変わらない領域として最も重要なのは、課題設定と目的設定のフェーズです。野村氏は「課題設定フェーズにおいて目的課題を設定するっていうとこはAIにはまあできない」と指摘しています。これは、ビジネスの文脈を理解し、組織の目標に沿った適切な課題を設定する能力が、依然として人間の重要な役割であることを示しています。
一方、大きく変化する領域として、以下の点が挙げられています:
- データの収集プロセス
- データの整備作業
- 基礎的な可視化作業
- 人間の洞察を誘発するための初期分析
これらの領域では、AIが人間よりも「圧倒的に得意」であり、「人間よりも早く膨大な量をこなせる、何桁も多い量をこなせる」と野村氏は説明しています。特に注目すべき点として、AIの作業比率が「8割9割」に達する可能性が示唆されています。

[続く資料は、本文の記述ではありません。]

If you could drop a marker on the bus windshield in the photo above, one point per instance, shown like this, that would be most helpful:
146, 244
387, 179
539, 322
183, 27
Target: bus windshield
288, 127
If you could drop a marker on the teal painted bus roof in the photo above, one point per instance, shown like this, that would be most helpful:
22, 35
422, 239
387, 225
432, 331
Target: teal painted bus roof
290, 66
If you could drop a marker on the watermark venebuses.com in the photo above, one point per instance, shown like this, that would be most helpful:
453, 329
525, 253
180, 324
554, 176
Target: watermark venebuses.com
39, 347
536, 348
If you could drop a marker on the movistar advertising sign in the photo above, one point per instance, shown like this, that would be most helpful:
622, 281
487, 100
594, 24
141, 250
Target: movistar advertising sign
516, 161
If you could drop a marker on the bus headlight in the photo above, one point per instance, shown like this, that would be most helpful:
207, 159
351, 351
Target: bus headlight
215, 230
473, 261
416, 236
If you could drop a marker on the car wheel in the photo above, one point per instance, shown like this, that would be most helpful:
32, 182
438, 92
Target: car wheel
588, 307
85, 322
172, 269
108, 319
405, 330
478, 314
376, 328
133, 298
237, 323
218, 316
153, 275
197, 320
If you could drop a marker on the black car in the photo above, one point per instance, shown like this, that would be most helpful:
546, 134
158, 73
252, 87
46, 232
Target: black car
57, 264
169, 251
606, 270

しかし、この変化は必ずしも人間の役割を軽視するものではありません。むしろ、人間とAIの協働による新しい価値創造の可能性を示唆しています。野村氏は「調理する、盛り付けるっていったとこはまAIと人間が協調する」と述べ、高度な判断や創造性が必要な領域では、人間とAIの適切な役割分担が重要であることを強調しています。

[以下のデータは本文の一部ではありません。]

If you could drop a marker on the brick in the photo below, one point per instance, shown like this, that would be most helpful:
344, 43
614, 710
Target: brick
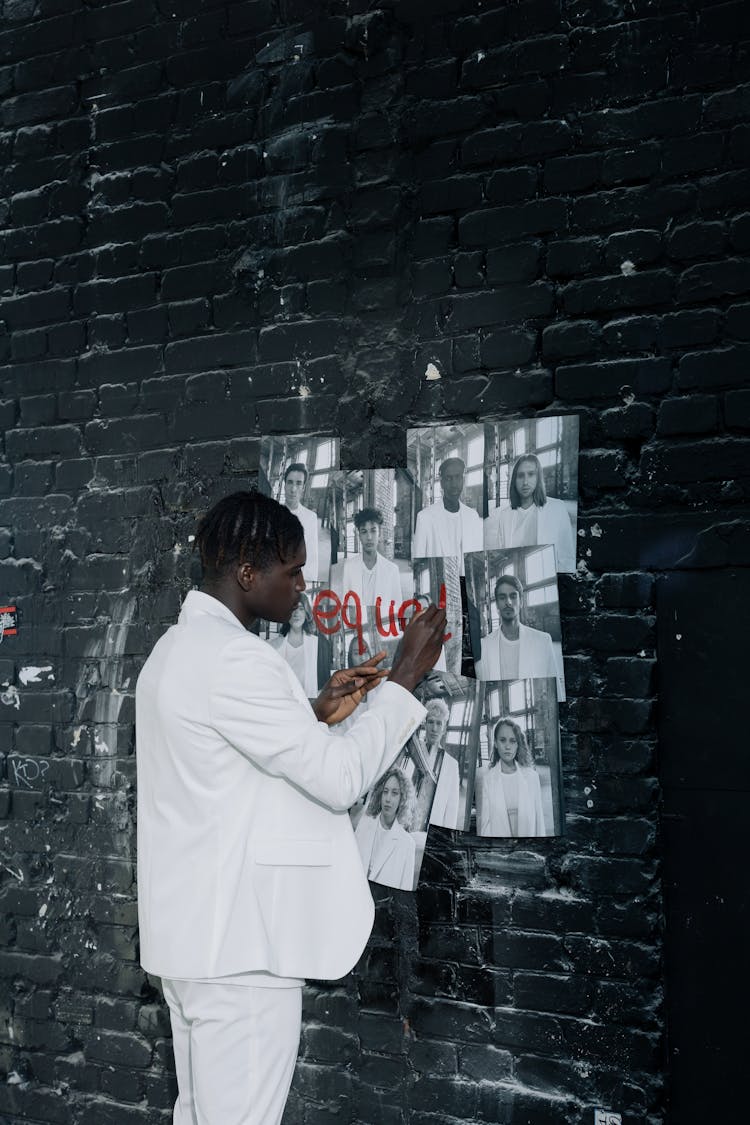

また、データサイエンスの質的な変化も指摘されています。従来の人手による分析では達成できなかったレベルの精度や規模の分析が可能になる一方で、その結果を適切に解釈し、ビジネス上の意思決定に結びつける能力は、むしろ人間の役割として重要性を増しています。
これらの変化は、データサイエンティストの役割の再定義も促しています。野村氏は、今後のデータサイエンティストには、AIツールを効果的に活用しながら、より高度な分析や解釈に注力する能力が求められると示唆しています。
4.2. 料理のアナロジーによる説明
AGCの岡谷健二氏が提案した料理のアナロジーは、データサイエンスの工程を分かりやすく説明する優れた枠組みとして野村氏に高く評価されています。このアナロジーでは、データサイエンスの各工程が料理の過程に対応付けられ、以下のように説明されています。

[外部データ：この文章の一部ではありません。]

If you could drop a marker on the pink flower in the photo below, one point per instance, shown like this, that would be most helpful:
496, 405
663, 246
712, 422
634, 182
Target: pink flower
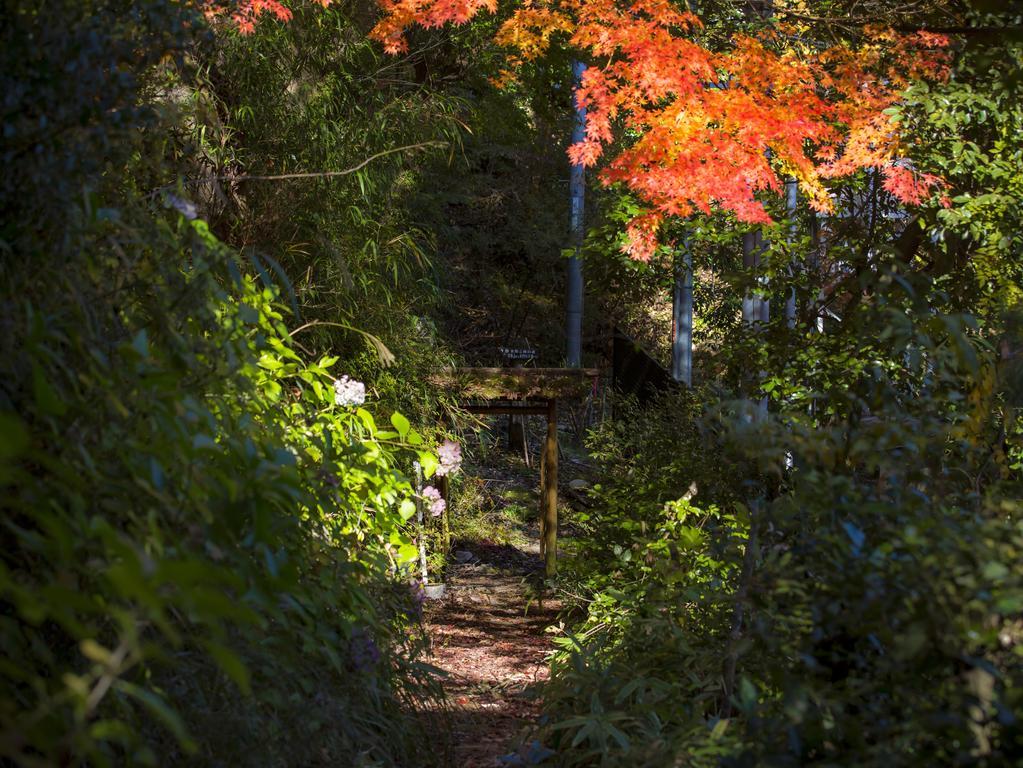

まず、データ収集のプロセスは「魚を取る」工程に例えられます。野村氏は、この段階でのAIの優位性について、「膨大な量をこなせる、何桁も多い量をこなせる」と指摘しています。これは、従来人手で行っていたデータ収集作業が、AIによって効率化される可能性を示しています。
次に、データ整備は「下処理」に相当します。この工程では、生のデータを分析可能な形に整形する必要があります。野村氏は、この過程でもAIが大きな役割を果たすことができると指摘し、「基礎的な可視化作業」や「人間の洞察を誘発するための初期分析」がAIによって効率的に行えると説明しています。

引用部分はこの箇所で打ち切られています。